By 4pm yesterday, 968 of the 3,000 tickets for 1 January remained unsold.
The New Millennium Experience Company (NMEC) said: "The first ticket sold [to the public] for the Dome was at a National Lottery outlet in Stepney, East London, just before 6am. The second was in Bungay, Suffolk."
Lord Falconer of Thoroton, the Cabinet Office minister in charge of the pounds 758 million attraction, said the entry prices were "extremely reasonable". Single tickets cost pounds 20 and family tickets pounds 57.
He said that the prices reflected the quality of the "experience" on offer, responding to Liberal Democrat spokesman Norman Baker.
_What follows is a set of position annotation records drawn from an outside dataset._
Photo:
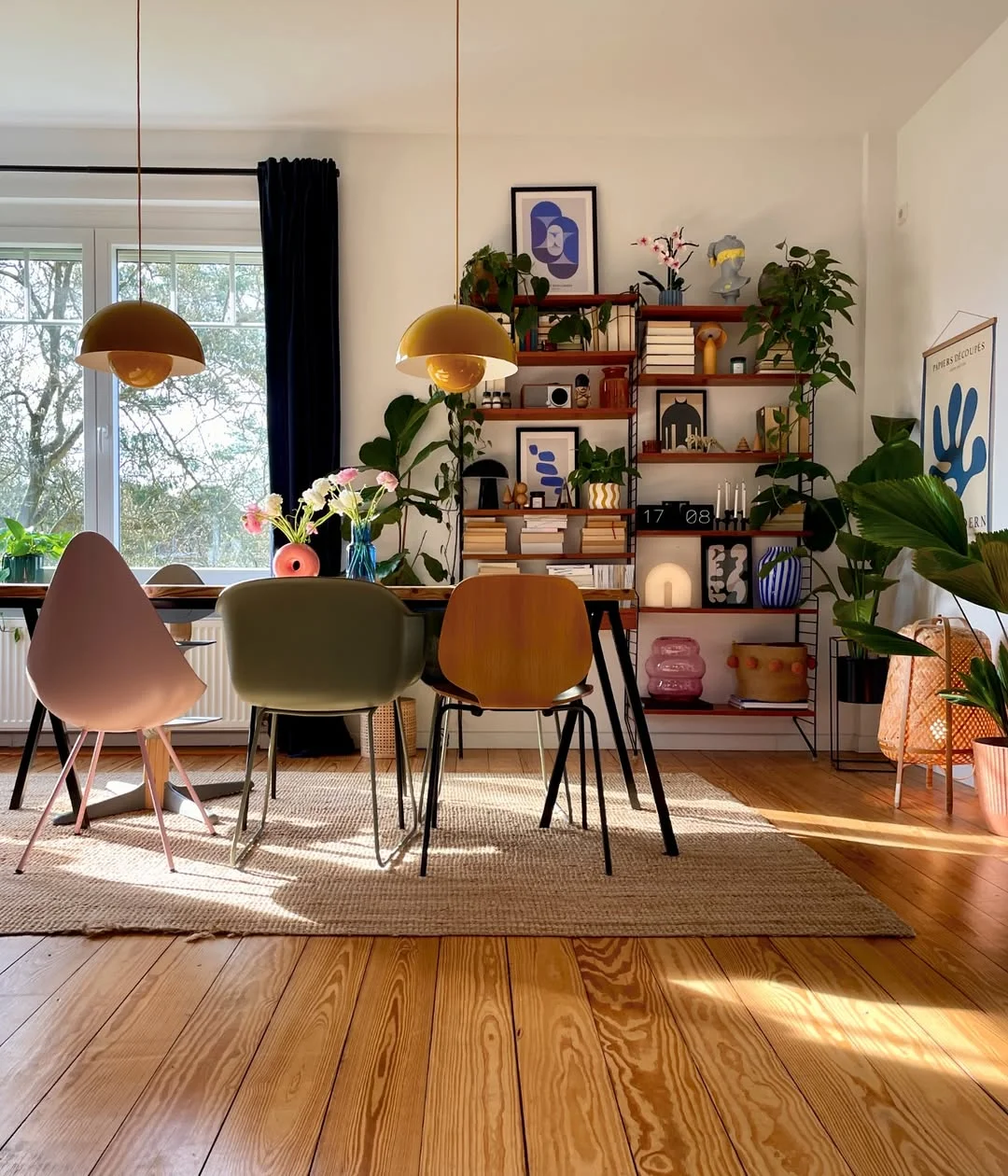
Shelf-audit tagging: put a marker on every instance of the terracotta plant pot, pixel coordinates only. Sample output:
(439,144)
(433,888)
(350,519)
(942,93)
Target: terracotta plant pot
(990,774)
(295,560)
(604,496)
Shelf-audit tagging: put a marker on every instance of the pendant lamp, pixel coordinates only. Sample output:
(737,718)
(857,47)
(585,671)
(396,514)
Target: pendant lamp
(456,346)
(140,343)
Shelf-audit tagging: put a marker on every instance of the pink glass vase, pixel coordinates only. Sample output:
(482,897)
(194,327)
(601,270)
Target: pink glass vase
(675,669)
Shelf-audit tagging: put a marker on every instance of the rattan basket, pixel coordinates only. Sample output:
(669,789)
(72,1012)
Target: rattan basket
(385,729)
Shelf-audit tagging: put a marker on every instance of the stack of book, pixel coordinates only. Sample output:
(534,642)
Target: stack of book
(606,535)
(669,349)
(543,534)
(484,537)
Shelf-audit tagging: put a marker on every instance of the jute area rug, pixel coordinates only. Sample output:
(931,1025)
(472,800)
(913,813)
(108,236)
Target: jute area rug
(493,871)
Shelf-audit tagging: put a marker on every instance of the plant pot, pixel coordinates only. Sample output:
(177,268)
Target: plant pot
(861,679)
(604,496)
(990,775)
(295,560)
(25,569)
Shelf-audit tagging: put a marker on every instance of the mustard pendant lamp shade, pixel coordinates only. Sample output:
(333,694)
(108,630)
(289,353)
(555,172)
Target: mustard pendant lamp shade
(140,343)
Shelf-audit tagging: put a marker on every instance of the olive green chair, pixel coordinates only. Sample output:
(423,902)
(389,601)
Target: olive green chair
(305,646)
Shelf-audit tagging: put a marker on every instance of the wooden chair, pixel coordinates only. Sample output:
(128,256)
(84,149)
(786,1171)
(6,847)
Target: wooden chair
(513,643)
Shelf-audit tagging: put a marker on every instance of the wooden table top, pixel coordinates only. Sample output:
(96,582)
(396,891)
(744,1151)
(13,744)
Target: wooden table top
(14,595)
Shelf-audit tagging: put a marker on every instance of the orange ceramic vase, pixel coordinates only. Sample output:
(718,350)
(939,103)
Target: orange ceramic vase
(295,560)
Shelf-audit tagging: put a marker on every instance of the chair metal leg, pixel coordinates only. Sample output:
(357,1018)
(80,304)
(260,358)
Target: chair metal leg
(81,813)
(186,781)
(152,788)
(49,808)
(606,850)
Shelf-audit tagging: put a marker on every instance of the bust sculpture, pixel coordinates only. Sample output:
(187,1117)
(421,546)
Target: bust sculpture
(729,254)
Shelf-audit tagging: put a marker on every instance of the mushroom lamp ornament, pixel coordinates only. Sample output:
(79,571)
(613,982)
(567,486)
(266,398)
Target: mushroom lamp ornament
(710,338)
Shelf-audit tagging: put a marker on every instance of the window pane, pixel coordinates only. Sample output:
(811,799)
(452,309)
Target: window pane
(41,410)
(193,451)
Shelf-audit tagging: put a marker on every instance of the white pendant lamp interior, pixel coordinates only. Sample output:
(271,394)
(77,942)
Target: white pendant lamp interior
(456,346)
(140,343)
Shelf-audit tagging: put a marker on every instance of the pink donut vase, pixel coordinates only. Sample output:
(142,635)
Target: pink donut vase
(295,560)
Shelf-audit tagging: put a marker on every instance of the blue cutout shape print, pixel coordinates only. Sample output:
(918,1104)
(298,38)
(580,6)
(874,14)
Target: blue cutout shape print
(949,454)
(548,473)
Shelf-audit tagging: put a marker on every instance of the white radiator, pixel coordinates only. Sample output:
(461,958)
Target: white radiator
(17,699)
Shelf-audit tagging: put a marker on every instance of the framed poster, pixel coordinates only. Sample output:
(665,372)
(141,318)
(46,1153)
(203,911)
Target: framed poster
(726,568)
(545,456)
(556,229)
(679,414)
(958,417)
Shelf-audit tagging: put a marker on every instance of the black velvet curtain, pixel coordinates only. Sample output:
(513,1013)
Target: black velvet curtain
(299,217)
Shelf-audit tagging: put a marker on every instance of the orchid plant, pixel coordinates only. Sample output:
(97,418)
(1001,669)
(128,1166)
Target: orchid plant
(667,249)
(325,498)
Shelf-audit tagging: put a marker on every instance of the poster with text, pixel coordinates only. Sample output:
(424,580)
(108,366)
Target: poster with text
(957,417)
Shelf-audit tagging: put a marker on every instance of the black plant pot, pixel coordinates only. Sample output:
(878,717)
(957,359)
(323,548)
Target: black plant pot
(861,679)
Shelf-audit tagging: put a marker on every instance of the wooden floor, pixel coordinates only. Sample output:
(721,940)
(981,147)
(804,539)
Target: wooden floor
(459,1057)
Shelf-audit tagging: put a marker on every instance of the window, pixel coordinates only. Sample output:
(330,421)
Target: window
(41,388)
(162,471)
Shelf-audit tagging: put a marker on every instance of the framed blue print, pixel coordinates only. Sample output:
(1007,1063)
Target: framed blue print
(958,416)
(545,457)
(556,229)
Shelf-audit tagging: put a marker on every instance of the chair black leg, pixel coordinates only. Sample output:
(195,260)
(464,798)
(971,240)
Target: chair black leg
(432,780)
(606,850)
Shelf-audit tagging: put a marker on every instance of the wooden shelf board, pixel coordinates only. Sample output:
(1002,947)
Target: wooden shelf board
(570,357)
(697,380)
(556,414)
(718,534)
(724,710)
(511,511)
(688,456)
(735,611)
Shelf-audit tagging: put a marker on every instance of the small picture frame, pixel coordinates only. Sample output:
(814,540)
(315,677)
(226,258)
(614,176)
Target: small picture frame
(679,414)
(726,571)
(557,229)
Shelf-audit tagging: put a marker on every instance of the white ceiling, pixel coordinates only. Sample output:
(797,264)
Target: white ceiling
(581,66)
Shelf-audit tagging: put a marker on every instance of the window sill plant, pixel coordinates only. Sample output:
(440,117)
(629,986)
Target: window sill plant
(605,473)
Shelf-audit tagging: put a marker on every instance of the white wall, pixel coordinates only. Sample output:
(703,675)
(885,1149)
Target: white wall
(397,251)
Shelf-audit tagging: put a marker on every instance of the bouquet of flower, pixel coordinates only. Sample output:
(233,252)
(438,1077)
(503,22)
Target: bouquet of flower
(667,249)
(324,498)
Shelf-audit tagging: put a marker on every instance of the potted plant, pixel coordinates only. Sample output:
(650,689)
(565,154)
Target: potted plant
(25,548)
(605,471)
(925,514)
(798,301)
(667,247)
(860,580)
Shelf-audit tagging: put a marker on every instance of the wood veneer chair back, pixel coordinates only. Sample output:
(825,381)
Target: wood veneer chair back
(515,642)
(100,656)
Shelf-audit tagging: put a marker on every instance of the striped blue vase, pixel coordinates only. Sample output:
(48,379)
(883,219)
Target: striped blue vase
(781,587)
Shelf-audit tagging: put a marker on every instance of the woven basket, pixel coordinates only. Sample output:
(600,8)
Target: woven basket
(385,729)
(912,692)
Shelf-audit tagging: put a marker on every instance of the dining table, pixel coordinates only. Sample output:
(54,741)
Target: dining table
(605,607)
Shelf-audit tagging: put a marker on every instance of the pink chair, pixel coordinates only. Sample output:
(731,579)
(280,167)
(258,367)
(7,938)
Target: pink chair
(103,661)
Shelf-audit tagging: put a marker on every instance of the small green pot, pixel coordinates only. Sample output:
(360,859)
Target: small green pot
(25,569)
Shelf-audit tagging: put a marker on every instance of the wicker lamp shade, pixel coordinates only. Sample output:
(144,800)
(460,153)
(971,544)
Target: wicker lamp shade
(916,724)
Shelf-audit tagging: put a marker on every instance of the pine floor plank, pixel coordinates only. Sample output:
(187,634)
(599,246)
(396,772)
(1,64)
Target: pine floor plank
(35,1057)
(274,1121)
(72,1126)
(963,1125)
(471,1121)
(40,972)
(667,1113)
(572,1121)
(173,1125)
(374,1123)
(772,1127)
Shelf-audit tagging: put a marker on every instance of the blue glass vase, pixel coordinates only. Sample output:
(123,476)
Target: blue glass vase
(361,557)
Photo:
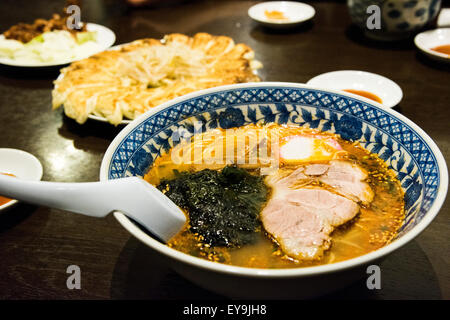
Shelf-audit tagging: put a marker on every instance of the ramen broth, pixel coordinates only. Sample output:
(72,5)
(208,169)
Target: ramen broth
(375,226)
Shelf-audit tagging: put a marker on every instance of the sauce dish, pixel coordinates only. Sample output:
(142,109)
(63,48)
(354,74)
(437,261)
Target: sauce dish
(281,14)
(366,83)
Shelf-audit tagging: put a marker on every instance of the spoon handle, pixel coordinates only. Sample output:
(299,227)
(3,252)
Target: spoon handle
(132,196)
(88,198)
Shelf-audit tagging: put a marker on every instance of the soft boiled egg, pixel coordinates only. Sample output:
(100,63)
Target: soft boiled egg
(308,148)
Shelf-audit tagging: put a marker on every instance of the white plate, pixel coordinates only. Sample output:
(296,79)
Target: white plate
(387,90)
(295,13)
(105,39)
(21,164)
(431,39)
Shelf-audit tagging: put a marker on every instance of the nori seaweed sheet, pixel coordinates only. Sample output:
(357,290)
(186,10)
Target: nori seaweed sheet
(223,206)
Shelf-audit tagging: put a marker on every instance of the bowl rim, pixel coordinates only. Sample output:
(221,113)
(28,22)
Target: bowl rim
(419,38)
(288,272)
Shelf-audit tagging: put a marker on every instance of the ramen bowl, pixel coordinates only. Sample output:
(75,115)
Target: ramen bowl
(409,151)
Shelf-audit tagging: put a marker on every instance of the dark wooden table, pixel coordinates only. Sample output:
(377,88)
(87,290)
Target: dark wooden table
(37,244)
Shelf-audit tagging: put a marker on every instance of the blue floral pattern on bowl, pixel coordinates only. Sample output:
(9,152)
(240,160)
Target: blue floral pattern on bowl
(382,133)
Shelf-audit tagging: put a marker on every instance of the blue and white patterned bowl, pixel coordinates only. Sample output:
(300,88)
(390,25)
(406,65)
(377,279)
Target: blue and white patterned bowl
(408,150)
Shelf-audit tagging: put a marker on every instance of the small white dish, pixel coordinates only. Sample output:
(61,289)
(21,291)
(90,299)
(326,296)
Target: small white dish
(294,13)
(431,39)
(387,90)
(21,164)
(105,39)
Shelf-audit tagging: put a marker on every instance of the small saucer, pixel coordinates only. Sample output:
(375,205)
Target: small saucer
(431,39)
(387,90)
(292,13)
(22,165)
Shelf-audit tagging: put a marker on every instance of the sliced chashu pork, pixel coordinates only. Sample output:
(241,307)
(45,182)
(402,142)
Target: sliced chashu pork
(301,219)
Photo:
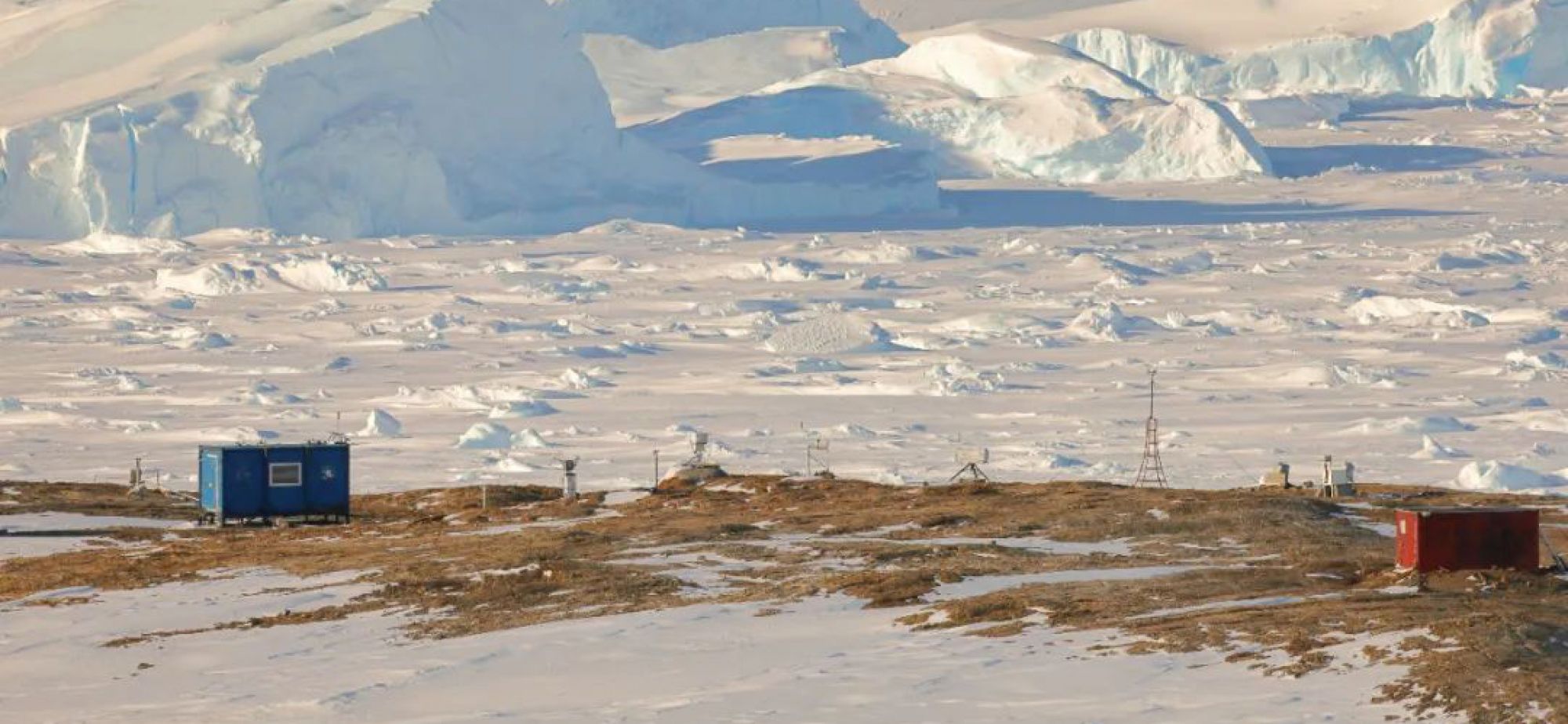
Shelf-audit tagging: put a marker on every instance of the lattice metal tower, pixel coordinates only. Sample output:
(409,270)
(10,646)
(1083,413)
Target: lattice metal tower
(1152,472)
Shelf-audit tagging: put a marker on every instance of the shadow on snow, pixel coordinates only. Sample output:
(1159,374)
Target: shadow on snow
(1007,209)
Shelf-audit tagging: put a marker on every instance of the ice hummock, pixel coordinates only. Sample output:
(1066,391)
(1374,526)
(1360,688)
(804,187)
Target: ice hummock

Mr Baker had said: "If the Millennium Dome is anything, it should be access for all and the price they are setting is effectively cutting people out and discouraging those with lower incomes."
Tickets are on sale for visits from January to March 2000. The rest will go on sale after Christmas.
Millennium Dome organisers have promised visitors will not experience long queues.
Speaking inside the dome, Jennie Page, NMEC's chief executive said: "We will be using the most advanced visitor management techniques to make sure people don't feel they have to stand in line."
Ms Page said many other visitor attractions operated on 70 per cent of full capacity and some "regarded queuing as a good thing".
But the Dome had been designed to operate comfortably at 100 per cent capacity, with 35,000 tickets every day expected to be sold for off-peak periods and 55,000 for peak periods such as school holidays and the first weeks in January.
Sales took place through all four routes open to members of the public wanting to buy a ticket - National Lottery outlets, through the Internet, by calling the Dome ticket line or simply buying at railway and bus stations.